わたしが「反在特会」側の排除論が排外主義に転化しうると批判している(それが妥当かどうかはこの際別の問題として考えてください)のは、単に概念的に「どっちもどっち」と言っているわけではなくて、「反在特会」側の日本人の一部が安易に表明する論理や心情が排外主義を強化し、在日コリアンをはじめとする在特会が攻撃の対象としている人たちをさらに追い込むことを、本当に懸念しているから。つまりわたしは、「反在特会」側の(某秘密主義ML上の)日本人たちが、在特会との勝ち負けという「日本人の運動にとって、直接の利害があるテーマ」に没頭しているのがおかしいと思い、よりきちんと論じられなければいけないこと、たとえば朝鮮学校を支えたり、日本人中心主義を問題化するために、何をするべきか、といったことを中心に置くよう、方向転換させるつもりで、議論を開始したわけ。
でも、後から結果を見てみると、たしかにひびのさんの言う通り、「朝鮮学校に在特会が押し掛けた事件をネタに使って、日本のサヨクや社会運動の問題点/不十分を論じる」ような議論になってきてしまっているし、わたしにその気がなくてもそう受け取られている。わたしは「日本人の運動」には参加していないから利害もないし、これは忘れてもらっては困るのだけれど、わたし自身が「外国人」として生きているから、ひびのさんと違って「日本のサヨクや社会運動の問題点/不十分を論じる」動機よりも、外国人(と在日コリアンの人たちの置かれた地位や歴史的経緯を単純に扱えないのは分かっていますが、在特会のターゲットには他の外国人も含まれるので)がどのような扱いを受けているかという話の方がずっと興味があるのだけれど、「それでも」はてなブックマークから判断する限り、いつの間にか「日本のサヨクや社会運動の問題点/不十分を論じ」ていることに、なってしまっている。
それは、もう日本人中心主義という磁場は、個々の意思や意図よりずっと強いから、誰かが話を逸らそうと企んでいなくても、それどころか別の話をしようという意思があったとしても、日本人にとってもともと関心の薄い「朝鮮学校固有の問題」よりは、自分たちが関心を持つ運動論のような形に流されてしまう。ということは、わたしがやろうとしたよりももっと強力に、明示的に、「このネタで何かを話す時は、こうした問題意識を中心に据えていこう」と、呼びかけ続けなければいけないのかな、と思う。
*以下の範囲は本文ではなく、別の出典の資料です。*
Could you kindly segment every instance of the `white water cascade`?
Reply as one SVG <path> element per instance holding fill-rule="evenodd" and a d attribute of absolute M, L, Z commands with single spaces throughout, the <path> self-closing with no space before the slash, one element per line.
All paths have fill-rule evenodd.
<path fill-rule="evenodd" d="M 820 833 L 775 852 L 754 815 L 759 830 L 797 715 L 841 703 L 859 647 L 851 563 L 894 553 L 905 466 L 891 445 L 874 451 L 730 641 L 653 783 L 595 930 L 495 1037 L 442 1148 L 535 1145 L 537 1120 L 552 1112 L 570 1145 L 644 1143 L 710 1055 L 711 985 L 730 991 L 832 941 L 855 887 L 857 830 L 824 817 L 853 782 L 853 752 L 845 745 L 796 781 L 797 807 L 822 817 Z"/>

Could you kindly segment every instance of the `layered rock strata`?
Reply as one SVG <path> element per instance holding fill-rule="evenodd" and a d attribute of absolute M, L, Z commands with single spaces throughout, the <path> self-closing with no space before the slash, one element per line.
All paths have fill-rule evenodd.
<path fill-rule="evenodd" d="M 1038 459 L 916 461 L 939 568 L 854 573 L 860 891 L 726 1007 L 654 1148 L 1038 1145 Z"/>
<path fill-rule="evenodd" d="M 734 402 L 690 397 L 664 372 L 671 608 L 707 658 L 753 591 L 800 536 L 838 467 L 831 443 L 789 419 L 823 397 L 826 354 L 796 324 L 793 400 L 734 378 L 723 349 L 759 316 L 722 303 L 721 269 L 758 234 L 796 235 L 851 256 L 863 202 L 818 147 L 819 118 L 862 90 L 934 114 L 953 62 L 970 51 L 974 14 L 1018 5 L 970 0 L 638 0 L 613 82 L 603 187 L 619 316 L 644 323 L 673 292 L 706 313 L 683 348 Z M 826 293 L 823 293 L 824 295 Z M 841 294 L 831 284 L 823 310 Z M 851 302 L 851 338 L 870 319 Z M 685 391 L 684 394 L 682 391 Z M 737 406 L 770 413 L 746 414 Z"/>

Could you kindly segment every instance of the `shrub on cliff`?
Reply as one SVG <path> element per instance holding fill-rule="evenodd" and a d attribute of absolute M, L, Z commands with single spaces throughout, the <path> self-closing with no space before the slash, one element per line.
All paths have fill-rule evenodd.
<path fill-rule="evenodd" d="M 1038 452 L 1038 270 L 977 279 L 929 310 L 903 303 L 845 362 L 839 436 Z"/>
でもそれが困難な証拠に、あれだけ強力かつ明示的にそれを書いたひびのさんの文章まで、またさらにわたしがいま書いているこのエントリを含め「議論についての議論」を延命させてしまう。って自分で続けておいてこんな言い方悪いけど。
もう、どうすればここから抜け出せるのかわたしには分からないのだけれど、そういうトラップにはまっていることを理解しないよりはしていた方がいいので、それを認識させてくれたのは嬉しかった。
ひびのさんはもう一つ、次のような「お願い」もしている。

わざわざmacskaさんに言われるまでもなく、「私たち」は(少なくとも私は)この京都の地で、22日の掲示のようなものを無くすために、対話をする可能性を広げようとしています。「在特会のメンバーであるというだけで、あるいは在特会の思想に賛同するからといって、公共の施設から排除するべきだ」という考え方に反対できる仲間を増やすためにこそ、努力しています。それは、外部から見たら不十分なもので遅々たるものかもしれません。しかし、「私たち」のテンポとやり方で事を進めるのを認めて貰えませんか。
(略)
それでもどうしても東京の集会のことが気になるというのなら、集会主催者や、もしくは件の報告メールを書いた前田さんとこそ、まず、直接やりとりをしてみてはいかがでしょうか。もしくは、実際に今回の事件について考え取り組んでいる人達の中にも、macskaさんの言われるようなことを考えている人は必ずいるはずです。そういう人達のやり方とテンポを尊重しつつ、影からそういう人達を応援するようなことをしていただくことは出来ないでしょうか。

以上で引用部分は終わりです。